Ayatullah dijabat seumur hidup. Mengingat Khamenei saat ini sudah 77 tahun dan sering sakit-sakitan, masa pemilihan sang pemimpin tertinggi Iran dapat terjadi kapan saja dalam waktu dekat. Khamenei dalam pemilu kali ini tak lagi mendukung Rouhani. Sang Ayatullah dikabarkan menyokong pencalonan Raisi, yang juga dia harap bisa menjadi penggantinya kelak. Sosok Raisi adalah ulama konservatif yang menuding Rouhani sebagai koruptor.
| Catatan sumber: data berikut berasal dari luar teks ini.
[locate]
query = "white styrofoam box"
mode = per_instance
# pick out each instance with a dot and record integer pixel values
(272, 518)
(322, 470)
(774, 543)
Selama masa kampanye, dia ingin Iran kembali memegang teguh prinsip Islam serta tak berkompromi dengan negara-negara Barat, seperti era Presiden Mahmoud Ahmadinejad. Sebaliknya, Rouhani menuding lawannya itu sebagai 'ekstremis radikal' yang hendak mengembalikan Iran ke masa-masa resesi akibat sanksi ekonomi.

Rouhani punya banyak pekerjaan rumah di masa jabatan keduanya. Setelah meneken perjanjian nuklir, perekonomian Iran tak langsung pulih. AS dan banyak negara Barat masih menerapkan sanksi ekonomi berlapis. Alhasil, jumlah pengangguran bertahan di kisaran 12,7 persen dari populasi nasional, kebanyakan korbannya anak muda usia produktif.

Tingkat partisipasi warga dalam pemilu tahun ini sangat tinggi, lebih dari 70 persen warga yang masuk di daftar pemilih tetap memberikan suaranya, memicu antrean di banyak TPS. Melalui keterangan tertulis, Ayatullah Ali Khamenei tidak memberi selamat pada Rouhani. Dia hanya memuji partisipasi rakyat yang "luar biasa" saat proses pemilu.